|
DNA is the basis of heredity. It is a polymer made up of small molecules called nucleotides, which can be distinguished by the four bases: Adenine (A), Cytosine (C), Guanine (G), and Thymine (T). A DNA sequence is therefore specified completely by a sequence consisting of the four alphabets A, C, G, and T. DNA usually occurs in double strands, and the bases in the two strands are complementary to each other, i.e., a pairing with T and G pairing with C with hydrogen bonds.
The DNA of an organism is determined by a process called sequencing. DNA sequencing involves the process of determining the exact order of the four nucleotides A, C, G, and T that make up the DNA sequence. A standard method for sequencing is based on separating DNA fragments by gel electrophoresis. However, the method is extremely labor-intensive and expensive, which prevents its use in large scale sequencing applications. Capillary electrophoresis is the latest method of choice in large sequencing centers. The sequencing process generates a set of four traces of signal intensities corresponding to each of the four nucleotide bases. The actual sequence of nucleotides is then determined from the traces by a process known as basecalling.
The next step after obtaining a new DNA sequence is to study the functional and structural information encoded in the sequence. One way to do is by comparing the new sequence with sequences which are already being studied and annotated. Sequences that are similar would probably have the same function, be it a functional role, regulatory role, or structural properties in the case of proteins. Additionally, if two sequences from different organisms are similar, there are may be a common ancestor sequence, and the sequence are then said to be homologous. Relationship between homologous sequences has important implications in speciation study and phylogenetic analysis.

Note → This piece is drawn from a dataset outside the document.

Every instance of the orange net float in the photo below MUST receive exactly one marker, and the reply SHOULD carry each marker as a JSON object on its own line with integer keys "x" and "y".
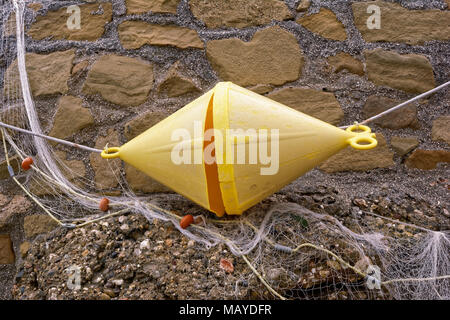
{"x": 231, "y": 148}
{"x": 104, "y": 204}
{"x": 186, "y": 221}
{"x": 26, "y": 163}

One method for sequence comparison is sequence alignment. Sequence alignment is the procedure of comparing two or more sequences by searching for a series of individual characters or character patterns that are in the same order in the sequences. For base-by-base comparison of two sequences, a rigorous alignment of the two sequences using string matching techniques is needed.
The standard pairwise alignment method is based on dynamic programming. The method compares every pairs of characters in the two sequences and generates an alignment and a score, which is dependent on the scoring scheme used (i.e., a scoring matrix for the different base-pair combinations, match and mismatch scores, and a scheme for insertion/deletion, gap, penalties). This alignment will include matched and mismatched characters and gaps in the two sequences that are positioned, so that the number of matches between identical characters is the maximum possible. Sequence alignment can be either global or local. Global alignment tries to align the entire sequence in such a way as to maximize the degree of similarity between the two sequences. However, for most DNA sequences comparisons, one is usually more interested in finding conserved patterns or segments in two sequences by local alignment. In local alignment, the alignment stops at the ends of regions of strong similarity, and a much higher priority is given to finding these local regions than to extending the alignment to include more neighboring pairs. The Smith-Waterman algorithm finds a pair of segments, one from each of two long sequences, such that there is no other pair of segments with greater similarity.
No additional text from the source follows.